Considerations
Flyte 2 represents a substantial change from Flyte 1. While the static graph execution model will soon be available and will mirror Flyte 1 almost exactly, the primary mode of execution in Flyte 2 should remain pure-Python-based. That is, each Python-based task action has the ability to act as its own engine, kicking off sub-actions, and assembling the outputs, passing them to yet other sub-actions and such.
While this model of execution comes with an enormous amount of flexibility, that flexibility does warrant some caveats to keep in mind when authoring your tasks.
Non-deterministic behavior
When a task launches another task, a new Action ID is determined. This ID is a hash of the inputs to the task, the task definition itself, along with some other information. The fact that this ID is consistently hashed is important when it comes to things like recovery and replay.
For example, assume you have the following tasks
@env.task
async def t1():
val = get_int_input()
await t2(int=val)
@env.task
async def t2(val: int): ...
If you run t1
, and it launches the downstream t2
task, and then the pod executing t1
fails, when Flyte restarts t1
it will automatically detect that t2
is still running and will just use that.
If t2
ends up finishing in the interim, those results would just be used.
However, if you introduce non-determinism into the picture, then that guarantee is no longer there.
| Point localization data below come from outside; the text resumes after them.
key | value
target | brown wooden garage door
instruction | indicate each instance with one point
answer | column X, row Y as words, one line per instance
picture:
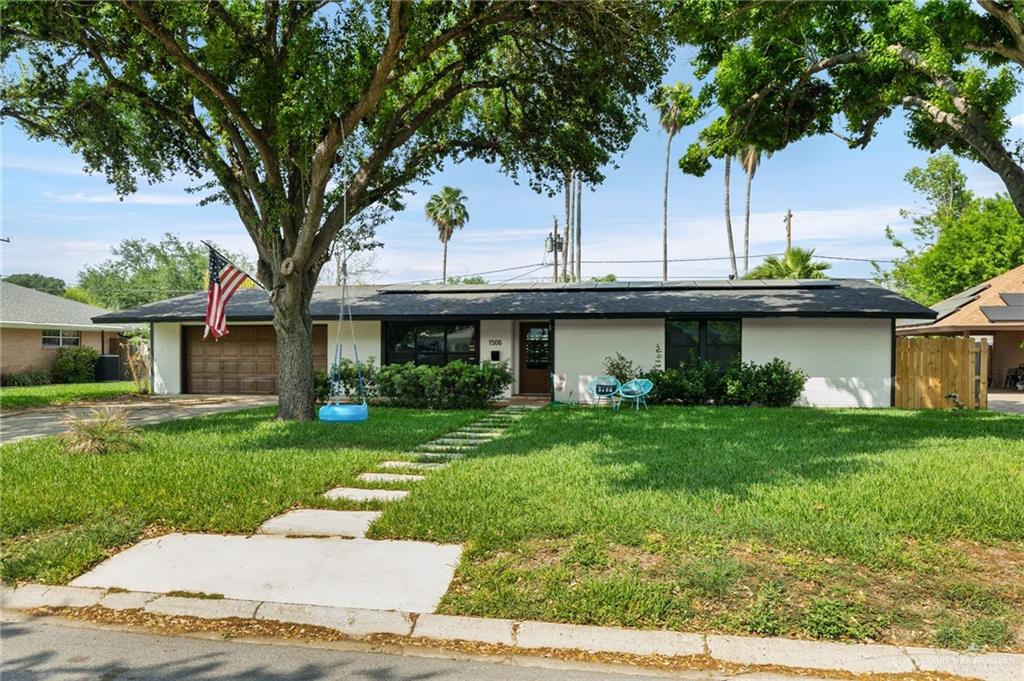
column 244, row 362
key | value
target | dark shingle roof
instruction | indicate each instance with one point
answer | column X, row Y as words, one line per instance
column 20, row 305
column 719, row 298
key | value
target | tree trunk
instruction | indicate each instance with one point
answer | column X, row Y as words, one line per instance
column 294, row 328
column 747, row 222
column 444, row 264
column 567, row 235
column 665, row 213
column 728, row 215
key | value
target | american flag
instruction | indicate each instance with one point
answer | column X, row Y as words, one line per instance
column 224, row 281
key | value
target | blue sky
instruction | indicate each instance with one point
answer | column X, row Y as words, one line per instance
column 59, row 219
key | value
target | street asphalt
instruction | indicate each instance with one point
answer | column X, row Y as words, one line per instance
column 34, row 649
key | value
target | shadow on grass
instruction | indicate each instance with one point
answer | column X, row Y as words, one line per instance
column 731, row 450
column 388, row 428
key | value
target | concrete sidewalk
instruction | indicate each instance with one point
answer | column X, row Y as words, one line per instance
column 506, row 637
column 142, row 411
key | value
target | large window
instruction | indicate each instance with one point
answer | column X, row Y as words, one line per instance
column 424, row 343
column 58, row 338
column 689, row 340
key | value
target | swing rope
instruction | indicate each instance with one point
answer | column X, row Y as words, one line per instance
column 337, row 385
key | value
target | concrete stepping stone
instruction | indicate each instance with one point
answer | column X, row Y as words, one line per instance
column 359, row 495
column 320, row 522
column 455, row 441
column 414, row 465
column 409, row 577
column 389, row 477
column 436, row 455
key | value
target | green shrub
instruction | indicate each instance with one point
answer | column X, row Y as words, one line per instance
column 99, row 431
column 697, row 383
column 348, row 378
column 25, row 379
column 457, row 385
column 75, row 365
column 622, row 368
column 739, row 383
column 701, row 382
column 778, row 384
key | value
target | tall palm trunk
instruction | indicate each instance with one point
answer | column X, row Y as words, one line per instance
column 444, row 264
column 747, row 221
column 665, row 212
column 728, row 215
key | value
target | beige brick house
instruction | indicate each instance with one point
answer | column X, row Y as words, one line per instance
column 34, row 325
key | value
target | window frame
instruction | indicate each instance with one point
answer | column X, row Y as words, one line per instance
column 416, row 325
column 701, row 338
column 62, row 336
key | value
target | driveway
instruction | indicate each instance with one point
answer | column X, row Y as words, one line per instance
column 1008, row 401
column 156, row 409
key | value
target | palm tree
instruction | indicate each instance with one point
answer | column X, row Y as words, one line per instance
column 797, row 263
column 676, row 109
column 750, row 160
column 446, row 210
column 728, row 215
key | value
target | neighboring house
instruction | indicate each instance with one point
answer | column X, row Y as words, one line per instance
column 841, row 332
column 34, row 325
column 994, row 308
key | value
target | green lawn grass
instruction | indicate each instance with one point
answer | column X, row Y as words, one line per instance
column 841, row 524
column 64, row 393
column 60, row 513
column 897, row 526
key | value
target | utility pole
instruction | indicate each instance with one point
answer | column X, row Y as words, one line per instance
column 554, row 248
column 579, row 230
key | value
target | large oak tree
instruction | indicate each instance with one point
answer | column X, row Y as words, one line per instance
column 300, row 114
column 783, row 71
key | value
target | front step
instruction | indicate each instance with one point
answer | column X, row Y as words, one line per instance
column 389, row 477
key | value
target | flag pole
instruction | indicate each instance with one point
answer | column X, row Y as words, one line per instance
column 247, row 272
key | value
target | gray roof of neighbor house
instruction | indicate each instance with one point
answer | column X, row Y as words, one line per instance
column 617, row 299
column 20, row 306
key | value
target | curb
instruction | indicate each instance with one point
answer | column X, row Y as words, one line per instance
column 743, row 650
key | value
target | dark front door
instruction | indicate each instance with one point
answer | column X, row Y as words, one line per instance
column 535, row 358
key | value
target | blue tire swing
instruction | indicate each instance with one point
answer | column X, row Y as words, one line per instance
column 336, row 411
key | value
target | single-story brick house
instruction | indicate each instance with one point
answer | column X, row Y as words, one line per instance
column 34, row 325
column 841, row 332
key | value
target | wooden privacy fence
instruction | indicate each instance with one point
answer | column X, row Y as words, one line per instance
column 930, row 369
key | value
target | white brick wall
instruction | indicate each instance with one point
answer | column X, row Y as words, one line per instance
column 500, row 335
column 848, row 360
column 582, row 345
column 167, row 358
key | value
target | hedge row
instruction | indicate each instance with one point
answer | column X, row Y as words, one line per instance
column 457, row 385
column 775, row 383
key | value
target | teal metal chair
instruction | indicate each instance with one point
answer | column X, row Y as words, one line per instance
column 635, row 390
column 604, row 387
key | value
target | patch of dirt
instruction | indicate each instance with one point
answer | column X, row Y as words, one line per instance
column 238, row 627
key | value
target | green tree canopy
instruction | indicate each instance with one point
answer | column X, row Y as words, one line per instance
column 796, row 263
column 50, row 285
column 141, row 271
column 958, row 242
column 783, row 71
column 305, row 115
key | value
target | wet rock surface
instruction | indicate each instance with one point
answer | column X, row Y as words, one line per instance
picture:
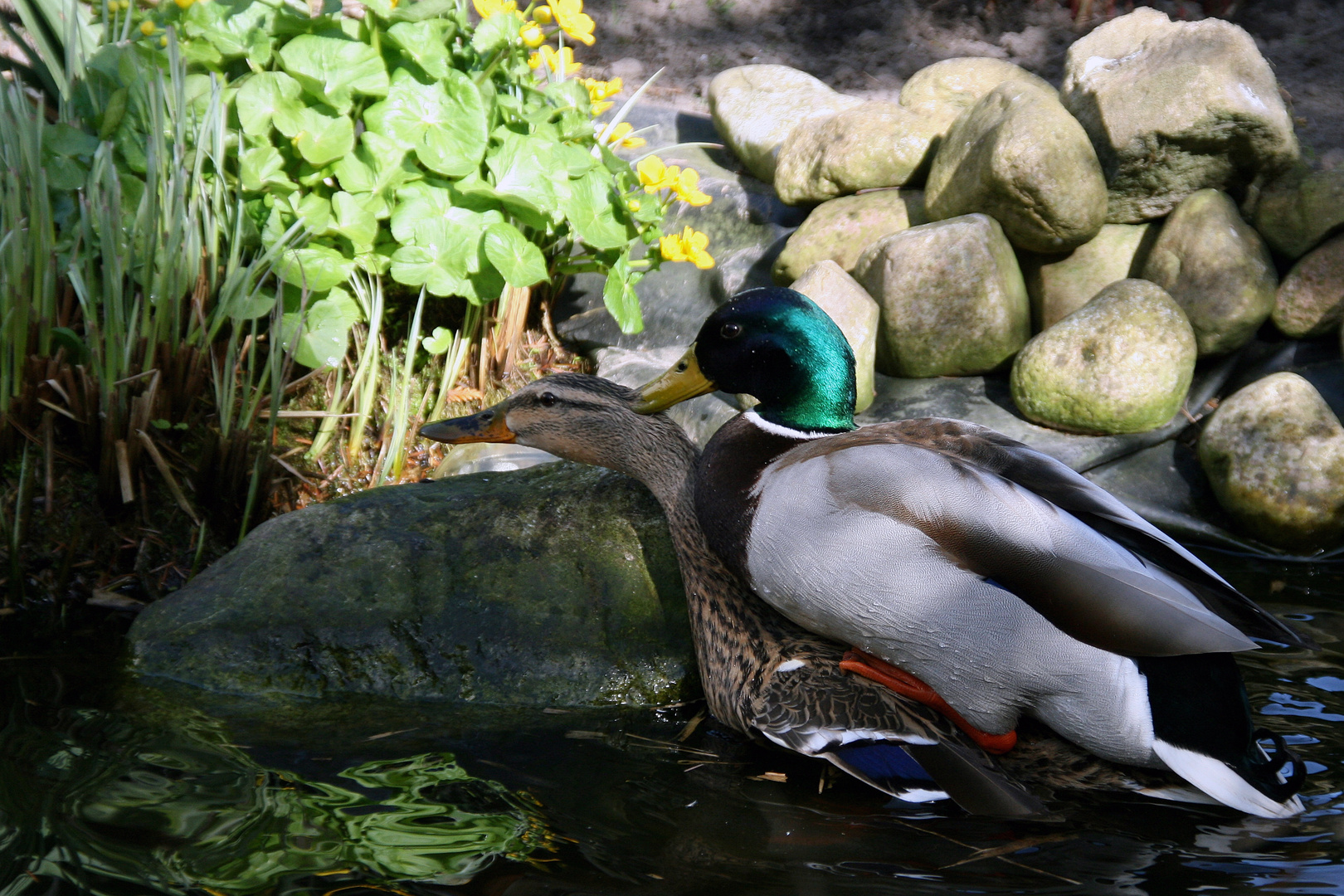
column 1274, row 455
column 1174, row 108
column 1019, row 156
column 550, row 586
column 1216, row 268
column 952, row 299
column 841, row 229
column 1121, row 363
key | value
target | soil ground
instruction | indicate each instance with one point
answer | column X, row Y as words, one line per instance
column 869, row 47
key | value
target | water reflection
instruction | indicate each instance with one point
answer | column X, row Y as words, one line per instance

To give a contrived example:
@env.task
async def t1():
val = get_int_input()
now = datetime.now()
if now.second % 2 == 0:
await t2(int=val)
else:
await t3(int=val)
Here, depending on what time it is, either t2
or t3
may end up running.
In the earlier scenario, if t1
crashes unexpectedly, and Flyte retries the execution, a different downstream task may get kicked off instead.
Dealing with non-determinism
As a developer, the best way to manage non-deterministic behavior (if it is unavoidable) is to be able to observe it and see exactly what is happening in your code. Flyte 2 provides precisely the tool needed to enable this: Traces.
With this feature you decorate the sub-task functions in your code with @trace
, enabling checkpointing, reproducibility and recovery at a fine-grained level. See
Traces for more details.
Type safety
In Flyte 1, the top-level workflow was defined by a Python-like DSL that was compiled into a static DAG composed of tasks, each of which was, internally, defined in real Python. The system was able to guarantee type safety across task boundaries because the task definitions were static and the inputs and outputs were defined in a way that Flytekit could validate them.
In Flyte 2, the top-level workflow is defined by Python code that runs at runtime (unless using a compiled task). This means that the system can no longer guarantee type safety at the workflow level.
Happily, the Python ecosystem has evolved considerably since Flyte 1, and Python type hints are now a standard way to define types.
Consequently, in Flyte 2, developers should use Python type hints and type checkers like mypy
to ensure type safety at all levels, including the top-most task (i.e., the “workflow” level).
No global state
A core principle of Flyte 2 (that is also shared with Flyte 1) is that you should not try to maintain global state across your workflow. It will not be translated across tasks containers,
In a single process Python program, global variables are available across functions. In the distributed execution model of Flyte, each task runs in its own container, and each container is isolated from the others.
If there is some state that needs to be preserved, it must be reconstructable through repeated deterministic execution.
Driver pod requirements
Tasks don’t have to kick off downstream tasks of course and may themselves represent a leaf level atomic unit of compute. However, when tasks do run other tasks, and more so if they assemble the outputs of those other tasks, then that parent task becomes a driver pod of sorts. In Flyte 1, this assembling of intermediate outputs was done by Flyte Propeller. In 2, it’s done by the parent task.
This means that the pod running your parent task must be appropriately sized, and should ideally not be CPU-bound, otherwise it slow down downstream evaluation and kickoff of tasks.
For example, if you had this also scenario,
@env.task
async def t_main():
await t1()
local_cpu_intensive_function()
await t2()
The pod running t_main
will hang in between tasks t1
and t2
. Your parent tasks should ideally focus only on orchestration.
OOM risk from materialized I/O
Something maybe more nuanced to keep in mind is that if you’re not using the soon-to-be-released ref mode, outputs are actually materialized. That is, if you have the following scenario,
@env.task
async def produce_1gb_list() -> List[float]: ...
@env.task
async def t1():
list_floats = produce_1gb_list()
t2(floats=list_floats)
The pod running t1
needs to have memory to handle that 1 GB of floats. Those numbers will be materialized in that pod’s memory.
This can lead to out of memory issues.
Note that flyte.io.File
, flyte.io.Dir
and flyte.io.DataFrame
will not suffer from this because while those are materialized, they’re only materialized as pointers to offloaded data, so their memory footprint is much lower.